P2P: amende en France, plus de poursuites dans le monde

Régulations

Un basque a été condamné à une amende de 750 euros pour « mise à disposition du public » de fichiers musicaux téléchargés

C’est bien le partage de fichiers et non pas le téléchargement qui devient en France la source de sanctions pour les adeptes du peer-to-peer. Une récente décision de justice soulignait le caractère légal du téléchargement, entrant dans le cadre de la copie privée, mais pas le partage (voir notre article).

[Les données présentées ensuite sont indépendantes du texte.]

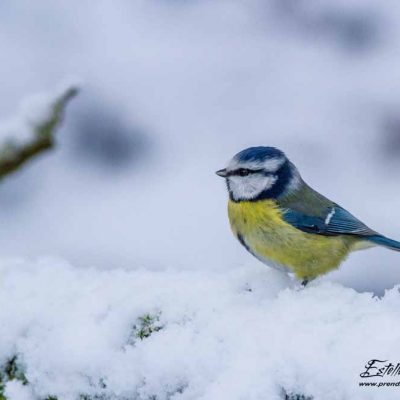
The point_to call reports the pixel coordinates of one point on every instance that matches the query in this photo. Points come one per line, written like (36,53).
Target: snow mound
(140,334)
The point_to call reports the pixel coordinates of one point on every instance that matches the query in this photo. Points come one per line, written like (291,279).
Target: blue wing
(335,220)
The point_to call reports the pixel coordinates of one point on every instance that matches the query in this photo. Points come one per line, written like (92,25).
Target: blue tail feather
(386,242)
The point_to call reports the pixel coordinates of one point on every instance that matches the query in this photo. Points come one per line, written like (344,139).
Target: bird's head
(259,173)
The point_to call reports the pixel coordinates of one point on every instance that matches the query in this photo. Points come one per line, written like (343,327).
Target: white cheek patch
(249,187)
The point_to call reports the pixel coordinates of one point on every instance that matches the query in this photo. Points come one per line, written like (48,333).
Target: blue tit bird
(286,224)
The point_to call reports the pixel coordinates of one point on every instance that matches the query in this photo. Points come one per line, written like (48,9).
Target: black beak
(222,172)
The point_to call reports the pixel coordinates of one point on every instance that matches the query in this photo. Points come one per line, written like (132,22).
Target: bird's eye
(243,172)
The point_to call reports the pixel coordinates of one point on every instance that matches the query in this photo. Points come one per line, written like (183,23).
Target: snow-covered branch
(32,131)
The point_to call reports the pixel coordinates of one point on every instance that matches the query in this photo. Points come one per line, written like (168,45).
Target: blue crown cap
(259,153)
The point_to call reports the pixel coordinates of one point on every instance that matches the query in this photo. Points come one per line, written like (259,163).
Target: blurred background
(171,90)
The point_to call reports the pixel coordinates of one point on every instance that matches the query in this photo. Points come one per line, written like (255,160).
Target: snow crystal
(246,334)
(19,129)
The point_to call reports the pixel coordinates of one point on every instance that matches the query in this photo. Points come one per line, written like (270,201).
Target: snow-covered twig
(33,132)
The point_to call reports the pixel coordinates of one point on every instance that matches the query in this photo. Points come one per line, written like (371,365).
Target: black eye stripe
(244,172)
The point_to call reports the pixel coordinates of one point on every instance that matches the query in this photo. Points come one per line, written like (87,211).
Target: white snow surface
(246,333)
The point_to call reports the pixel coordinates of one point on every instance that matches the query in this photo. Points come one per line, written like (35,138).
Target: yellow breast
(265,233)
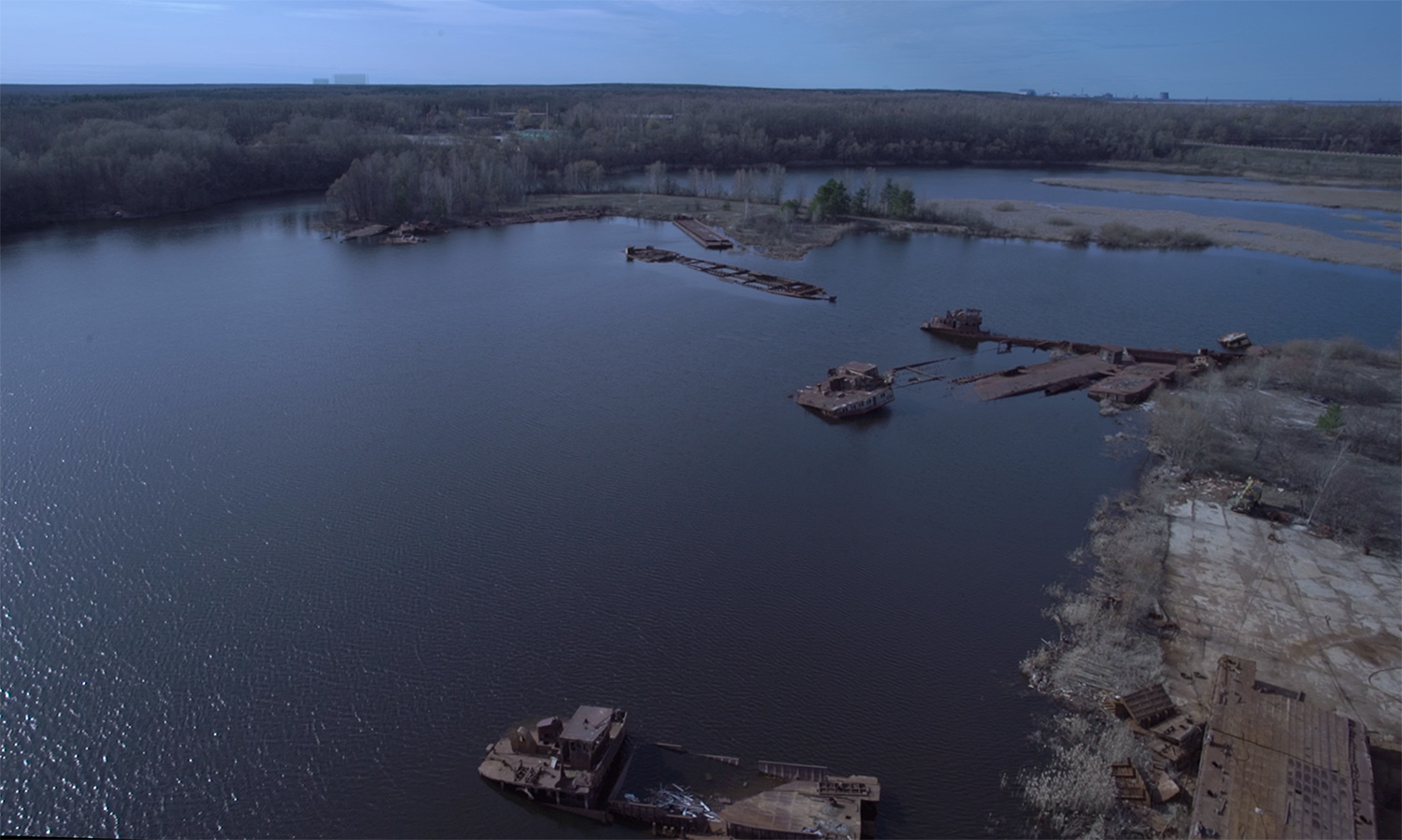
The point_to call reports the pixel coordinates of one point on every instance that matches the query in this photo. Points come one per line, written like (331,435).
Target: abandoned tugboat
(1236,341)
(849,390)
(563,763)
(959,322)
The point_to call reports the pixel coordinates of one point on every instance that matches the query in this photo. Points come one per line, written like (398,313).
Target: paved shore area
(1315,616)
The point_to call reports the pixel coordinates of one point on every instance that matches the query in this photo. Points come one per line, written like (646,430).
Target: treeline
(69,153)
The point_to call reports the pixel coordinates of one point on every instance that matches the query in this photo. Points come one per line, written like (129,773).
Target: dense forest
(387,153)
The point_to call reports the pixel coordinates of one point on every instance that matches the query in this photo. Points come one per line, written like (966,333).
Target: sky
(1262,50)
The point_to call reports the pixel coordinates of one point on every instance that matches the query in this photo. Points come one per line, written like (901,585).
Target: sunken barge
(582,764)
(732,274)
(849,390)
(1108,372)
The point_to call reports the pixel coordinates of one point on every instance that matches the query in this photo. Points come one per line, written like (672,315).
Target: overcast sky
(1194,50)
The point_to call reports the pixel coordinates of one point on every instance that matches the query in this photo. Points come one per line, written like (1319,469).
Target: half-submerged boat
(565,763)
(1234,341)
(849,390)
(959,322)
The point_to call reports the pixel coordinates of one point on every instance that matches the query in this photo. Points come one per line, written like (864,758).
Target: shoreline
(1293,193)
(756,224)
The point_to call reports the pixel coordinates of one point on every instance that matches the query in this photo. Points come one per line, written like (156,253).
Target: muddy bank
(1295,193)
(1304,584)
(765,229)
(1060,223)
(781,235)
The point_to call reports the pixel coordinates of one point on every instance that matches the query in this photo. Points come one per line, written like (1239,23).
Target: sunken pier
(704,235)
(732,274)
(1108,372)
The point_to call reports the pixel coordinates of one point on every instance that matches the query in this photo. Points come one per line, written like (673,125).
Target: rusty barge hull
(732,274)
(704,235)
(1110,372)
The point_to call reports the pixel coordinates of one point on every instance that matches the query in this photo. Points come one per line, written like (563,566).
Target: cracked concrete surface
(1315,616)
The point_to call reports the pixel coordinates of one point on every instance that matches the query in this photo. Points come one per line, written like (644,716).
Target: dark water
(936,184)
(292,529)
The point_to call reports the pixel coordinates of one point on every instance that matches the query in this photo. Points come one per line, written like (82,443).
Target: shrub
(1080,237)
(1118,235)
(1331,421)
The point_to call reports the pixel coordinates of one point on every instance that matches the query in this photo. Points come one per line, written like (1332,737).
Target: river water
(292,529)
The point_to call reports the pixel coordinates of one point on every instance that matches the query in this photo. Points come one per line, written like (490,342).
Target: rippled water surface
(293,528)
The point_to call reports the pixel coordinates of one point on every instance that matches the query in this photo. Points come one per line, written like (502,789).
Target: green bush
(1331,421)
(1118,235)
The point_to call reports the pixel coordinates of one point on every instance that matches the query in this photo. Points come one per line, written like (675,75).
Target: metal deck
(732,274)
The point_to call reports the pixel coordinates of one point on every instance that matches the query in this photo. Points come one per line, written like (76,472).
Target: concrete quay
(1315,616)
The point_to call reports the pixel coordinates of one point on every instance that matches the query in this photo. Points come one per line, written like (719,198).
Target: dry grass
(1070,224)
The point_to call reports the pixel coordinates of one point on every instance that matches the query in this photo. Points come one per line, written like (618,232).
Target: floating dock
(704,235)
(731,274)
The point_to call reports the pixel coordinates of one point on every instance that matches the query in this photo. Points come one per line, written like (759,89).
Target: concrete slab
(1315,615)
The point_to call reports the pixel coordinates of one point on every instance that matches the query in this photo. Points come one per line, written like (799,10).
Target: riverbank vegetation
(98,151)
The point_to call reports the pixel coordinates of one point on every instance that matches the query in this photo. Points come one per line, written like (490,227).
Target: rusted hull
(731,274)
(858,404)
(704,235)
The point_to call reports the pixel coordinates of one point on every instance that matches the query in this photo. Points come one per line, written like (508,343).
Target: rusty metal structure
(563,763)
(1276,766)
(732,274)
(704,235)
(1109,372)
(849,390)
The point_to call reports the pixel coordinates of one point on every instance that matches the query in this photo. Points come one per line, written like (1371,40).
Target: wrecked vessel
(849,390)
(565,763)
(961,324)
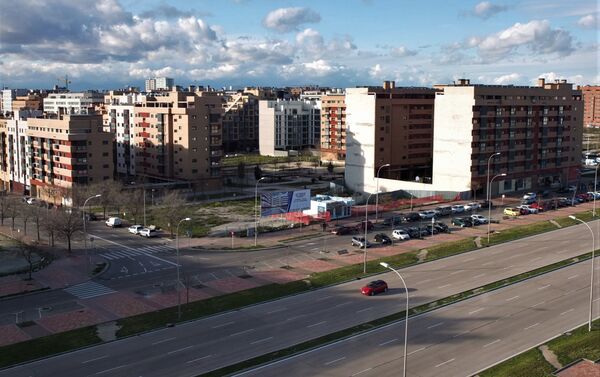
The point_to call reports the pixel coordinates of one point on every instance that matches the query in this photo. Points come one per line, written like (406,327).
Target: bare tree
(66,224)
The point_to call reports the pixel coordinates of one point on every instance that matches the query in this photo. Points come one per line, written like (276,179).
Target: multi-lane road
(217,341)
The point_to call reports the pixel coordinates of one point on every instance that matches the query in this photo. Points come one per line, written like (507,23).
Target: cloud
(289,19)
(588,22)
(486,9)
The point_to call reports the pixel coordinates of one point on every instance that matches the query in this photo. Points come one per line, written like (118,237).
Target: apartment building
(286,126)
(72,103)
(333,126)
(537,131)
(388,125)
(591,105)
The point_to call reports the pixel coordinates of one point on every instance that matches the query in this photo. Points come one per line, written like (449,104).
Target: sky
(111,44)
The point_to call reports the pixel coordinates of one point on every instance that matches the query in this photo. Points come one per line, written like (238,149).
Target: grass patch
(47,345)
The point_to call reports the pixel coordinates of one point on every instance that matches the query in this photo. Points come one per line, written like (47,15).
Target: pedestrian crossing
(88,290)
(131,253)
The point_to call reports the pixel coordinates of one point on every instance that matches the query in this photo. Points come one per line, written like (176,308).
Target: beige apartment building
(591,105)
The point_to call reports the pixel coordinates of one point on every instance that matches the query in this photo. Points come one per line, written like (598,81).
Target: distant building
(286,126)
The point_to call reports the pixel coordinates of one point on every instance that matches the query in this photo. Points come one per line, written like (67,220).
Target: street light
(177,262)
(377,190)
(489,198)
(406,315)
(256,211)
(490,160)
(592,275)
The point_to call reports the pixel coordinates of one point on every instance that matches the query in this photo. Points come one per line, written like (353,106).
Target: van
(114,222)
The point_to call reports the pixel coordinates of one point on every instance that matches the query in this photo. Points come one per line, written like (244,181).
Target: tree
(66,224)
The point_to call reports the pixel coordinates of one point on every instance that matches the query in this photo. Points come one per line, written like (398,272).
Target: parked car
(478,219)
(400,234)
(360,242)
(148,232)
(135,229)
(374,287)
(114,222)
(383,238)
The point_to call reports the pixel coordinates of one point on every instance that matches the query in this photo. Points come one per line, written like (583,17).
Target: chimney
(541,82)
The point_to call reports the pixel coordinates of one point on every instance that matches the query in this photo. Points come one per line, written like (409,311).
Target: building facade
(286,126)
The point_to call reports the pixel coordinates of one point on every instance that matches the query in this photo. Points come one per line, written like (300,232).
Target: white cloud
(588,22)
(288,19)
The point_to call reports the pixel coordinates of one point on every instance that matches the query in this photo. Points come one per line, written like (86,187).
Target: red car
(374,287)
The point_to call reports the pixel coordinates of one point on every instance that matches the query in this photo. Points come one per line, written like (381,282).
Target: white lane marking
(98,358)
(436,325)
(388,342)
(489,344)
(241,332)
(445,362)
(179,350)
(568,311)
(223,324)
(262,340)
(335,361)
(163,340)
(361,372)
(198,359)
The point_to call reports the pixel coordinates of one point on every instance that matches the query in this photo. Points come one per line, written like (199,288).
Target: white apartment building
(286,126)
(72,103)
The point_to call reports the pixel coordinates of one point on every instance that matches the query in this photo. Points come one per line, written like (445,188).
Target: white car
(400,234)
(135,229)
(478,219)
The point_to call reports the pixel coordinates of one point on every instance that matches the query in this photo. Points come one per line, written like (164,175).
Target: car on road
(148,232)
(400,234)
(360,242)
(512,211)
(374,287)
(478,219)
(383,238)
(135,229)
(114,222)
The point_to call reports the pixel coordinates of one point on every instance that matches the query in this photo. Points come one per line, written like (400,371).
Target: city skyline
(109,44)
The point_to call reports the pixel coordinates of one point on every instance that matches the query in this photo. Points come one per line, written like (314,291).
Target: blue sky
(107,44)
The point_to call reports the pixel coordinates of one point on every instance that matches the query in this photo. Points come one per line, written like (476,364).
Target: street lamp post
(177,262)
(377,192)
(489,199)
(256,211)
(406,314)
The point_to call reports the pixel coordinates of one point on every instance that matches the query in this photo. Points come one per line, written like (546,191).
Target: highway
(221,340)
(460,339)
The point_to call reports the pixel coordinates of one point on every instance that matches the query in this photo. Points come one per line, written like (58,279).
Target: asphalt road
(210,343)
(460,339)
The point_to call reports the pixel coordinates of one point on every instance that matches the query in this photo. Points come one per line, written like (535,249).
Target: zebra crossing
(130,253)
(88,290)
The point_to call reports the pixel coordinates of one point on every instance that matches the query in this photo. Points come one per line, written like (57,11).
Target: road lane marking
(532,326)
(262,340)
(241,332)
(568,311)
(335,361)
(163,340)
(98,358)
(445,362)
(179,350)
(388,342)
(198,359)
(489,344)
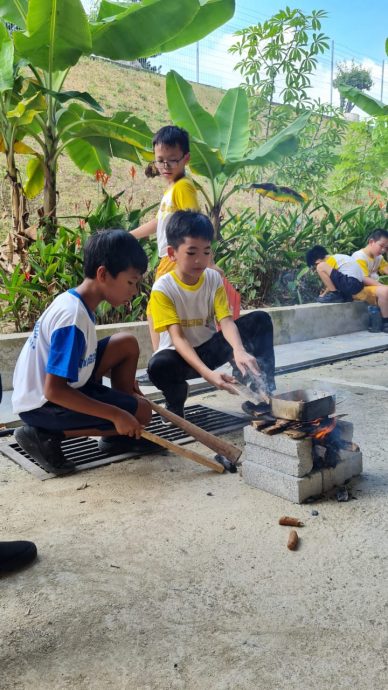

C’est à partir de cette décision qu’un internaute français, usager du site d’échange Kazaa, a été condamné ce mardi par le tribunal de Bayonne (Pyrénées-Atlantiques). Il devra payer une amende de 750 euros pour « mise à disposition du public » des 2.474 fichiers musicaux qu’il avait téléchargés à travers ce site. Et non pas pour avoir téléchargé lesdits fichiers. En effet, l’internaute a été relaxé des deux autres chefs pour lesquels il était poursuivi, à savoir recel et reproduction illégale de musique, le tribunal estimant qu’il avait fait un usage strictement personnel des fichiers téléchargés. L’homme, un cuisinier de 42 ans, résidant à Ascain (Pyrénées-Atlantiques), a assuré qu’il ignorait que d’autres internautes pouvaient utiliser les fichiers qu’il avait stockés dans son ordinateur à travers Kazaa, pour les télécharger à leur tour. Son avocat, Me Daniel Durquety, s’est déclaré satisfait par un jugement qui retient pour la première fois en France, selon lui, le principe d’une somme forfaitaire pour les dommages et intérêts à l’industrie musicale et non plus un montant fonction du nombre de fichiers téléchargés. Pendant ce temps, l’IFPI, la Fédération internationale de l’industrie phonographique, annonce que cinq nouveaux pays dont la Suède vont lancer des actions en justice contre ceux qui téléchargent et diffusent illégalement de la musique à partir de l’internet. Il s’agit de la Suède, de la Suisse, de l’Argentine, de Hong kong et de Singapour. Dix-sept pays au total ont à ce jour décidé de poursuivre en justice ce type de fraude. A l’extérieur des Etats-Unis où, en 2003, la bataille judiciaire a commencé, 2.100 nouvelles actions en justice ont été lancées, indique l’IFPI. Le total des actions hors Etats-Unis s’élève désormais à 3.800. Aux Etats-Unis, le total est supérieur à 20.000, selon une porte-parole de la Fédération.